Lalor mine fast-tracked
TORONTO -- HudBay Minerals Inc. expects to spend about $163 million this year on the Lalor mining project near Snow Lake, Man., the miner said Wednesday as it outlined details of its $1.24-billion capital plan for the year.
Lalor, home to significant gold, zinc and copper deposits, has been put on a fast track to production by HudBay. As of Nov. 30, the company had spent almost half the estimated $704 million it will cost to complete.
HudBay said it's on track to begin commercial production of the first phase of Lalor in the second quarter of this year while the second phase is scheduled for commercial production in the first half of 2015.
Construction of Lalor's main ventilation shaft is expected to push up HudBay's production of zinc concentrate this year, compared with last year. The company said Wednesday it expects to produce between 85,000 and 100,000 tonnes of zinc concentrate from all sources in 2013, up from 80,866 tonnes in 2012.
Fantasy sports TV a reality
GATINEAU, Que. -- Fight Media Inc. has been given approval to operate a fantasy sports TV channel, allowing viewers to create, trade and discuss players on imaginary teams.
Fight Media is controlled by Leonard Asper, son of the late Izzy Asper, founder of CanWest Global.
The Canadian Radio-television and Telecommunications Commission approved the application for a broadcast licence to operate The League specialty channel.

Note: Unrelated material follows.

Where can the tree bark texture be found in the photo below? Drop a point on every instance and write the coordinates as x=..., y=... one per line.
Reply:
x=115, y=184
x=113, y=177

Fight Media's flagship programs would consist of studio call-in and talk shows to allow viewers to discuss their fantasy picks and drafts, the CRTC said Wednesday in a news release.
Viewers would also be provided with real-time fantasy statistics and fantasy pool standing and rankings.
However, the new channel won't be able to devote a lot of time to live professional sports.
A condition of the licence is not more than 10 per cent of all programming during the broadcast month be comprised of live-event professional sports programming, the CRTC said.
Cheaper iPhones on way
NEW YORK -- A published report says Apple may introduce a cheaper iPhone in an effort to reclaim some of the sales the company has been losing to less expensive handsets running on Google's Android software.
Wednesday's story in The Wall Street Journal speculates Apple could lower the iPhone's price by equipping the device with an exterior that costs less than the aluminum housing on current models.
The cheaper iPhone could come out as early as this year, or the idea could be scrapped, as has previously happened. The Journal cites unnamed people briefed on the matter.